Some of that comfort comes in the bone-deep understanding that he’s outpaced any of the expectations that were placed or projected onto him.

“Going back through my whole journey, with all the people that I’ve worked with, I feel I’ve exceeded all the expectations that anybody set for me,” he notes, almost with the verbal equivalent of an amiable shrug. “So I just keep on setting my expectations, because if I listened to their expectations, I wouldn’t be the person I am today. I don’t think anybody ever thought a skinny kid from Greece would be one of the best — not to sound arrogant, but I’m trying to speak facts — players to play this game today.”

Antetokounmpo’s singular drive to succeed for himself and his family has been well documented, and we’re lucky to watch it alchemized into small, game-sized bites. What’s been less noted is where his personal and professional extension beyond the floor, ramping up in the last few years, comes from. Antetokounmpo has a palpable curiosity for the wider world, and a burgeoning intrepid bent. His recent and larger ventures reflect it — travelling back to Nigeria and Greece for his documentary projects — but if you consider the risks and uncertainty he faced and figured out in his formative years, it was a fearlessness shaped from desire; for life and the world.
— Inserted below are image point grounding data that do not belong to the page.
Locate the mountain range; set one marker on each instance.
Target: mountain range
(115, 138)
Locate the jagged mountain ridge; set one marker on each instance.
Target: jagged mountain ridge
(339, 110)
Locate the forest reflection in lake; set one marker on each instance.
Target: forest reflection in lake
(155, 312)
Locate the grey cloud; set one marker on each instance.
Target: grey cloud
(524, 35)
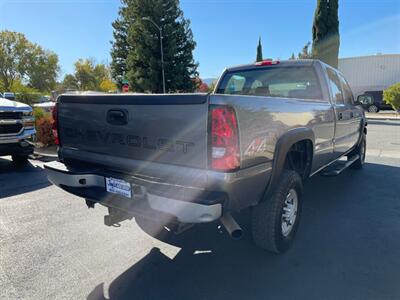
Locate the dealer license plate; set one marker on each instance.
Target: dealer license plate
(119, 187)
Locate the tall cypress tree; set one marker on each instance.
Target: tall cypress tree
(141, 54)
(259, 51)
(120, 46)
(326, 39)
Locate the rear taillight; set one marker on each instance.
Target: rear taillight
(224, 142)
(55, 124)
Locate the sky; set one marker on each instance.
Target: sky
(226, 31)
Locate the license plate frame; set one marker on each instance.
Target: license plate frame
(119, 187)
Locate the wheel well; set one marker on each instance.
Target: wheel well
(299, 158)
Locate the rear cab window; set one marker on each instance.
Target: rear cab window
(286, 82)
(347, 93)
(335, 86)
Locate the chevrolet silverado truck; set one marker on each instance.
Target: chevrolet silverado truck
(177, 160)
(17, 130)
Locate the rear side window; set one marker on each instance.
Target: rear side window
(347, 93)
(335, 85)
(287, 82)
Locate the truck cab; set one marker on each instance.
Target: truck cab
(17, 130)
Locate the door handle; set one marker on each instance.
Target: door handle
(117, 117)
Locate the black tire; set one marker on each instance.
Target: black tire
(267, 216)
(361, 151)
(20, 159)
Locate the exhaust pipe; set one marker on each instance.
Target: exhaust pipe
(231, 226)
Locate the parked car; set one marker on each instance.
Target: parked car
(372, 101)
(8, 95)
(46, 106)
(17, 130)
(177, 160)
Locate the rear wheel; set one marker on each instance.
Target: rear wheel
(20, 159)
(361, 152)
(275, 220)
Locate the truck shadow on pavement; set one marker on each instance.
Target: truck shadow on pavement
(347, 248)
(15, 180)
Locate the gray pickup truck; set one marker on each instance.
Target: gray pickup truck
(17, 130)
(177, 160)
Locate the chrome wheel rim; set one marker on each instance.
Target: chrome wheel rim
(289, 213)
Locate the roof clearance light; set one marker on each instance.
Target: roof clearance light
(267, 62)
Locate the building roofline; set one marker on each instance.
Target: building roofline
(368, 56)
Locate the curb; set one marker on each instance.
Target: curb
(383, 118)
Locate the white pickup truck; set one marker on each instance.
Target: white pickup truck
(17, 130)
“I’m just trying to live life hard and be in every single moment, hard. From the moment I wake up to the moment I fall asleep, I try to live every single moment as hard as possible,” he says. “I’m trying to embrace all of those moments, learn from them, and live them hard. I only live those moments once — that’s pretty much it.”

The quote, in a way helpfully tidy for this story, exemplifies the duality Antetokounmpo exhibits in most of his public ventures. He can deliver a scorching game, a bluntly honest reflection of himself or his team, or a compelling ethos for living that makes you want to immediately run outside just to feel the sun on your face, and then cap it with a joke or gently effacing punctuation. It’s a handy way of drawing a parallel between him and his audience, who in some ways (such as on the floor) will never be able to relate, but in others (like in the fundamentals of life), will. It goes back, once again, to comfort.

Antetokounmpo confirmed as much at a recent presser when, asked if he was happy to stack two team wins together, told a room of reporters he didn’t mind if they stacked two or ten in a row. What’s important, he said, was the team competing, heading in the right direction. As the Bucks look to solidify their identity in the second half of the season under Doc Rivers, their determination to dig into this comfort and put outside perception aside will be key in cutthroat conference.

A big hint of whether they’ve arrived came in Antetokounmpo finishing his thoughts about accommodating Lillard: he switched from past to present tense.

“We had to make him feel as comfortable as possible on the basketball court, but also off the court. It’s hard. We knew it would be hard for him. I think everybody, the team, did a good job,” Antetokounmpo says matter-of-factly. “We supported him, and now he feels comfortable. So, our goal stays the same: to be the last team standing.”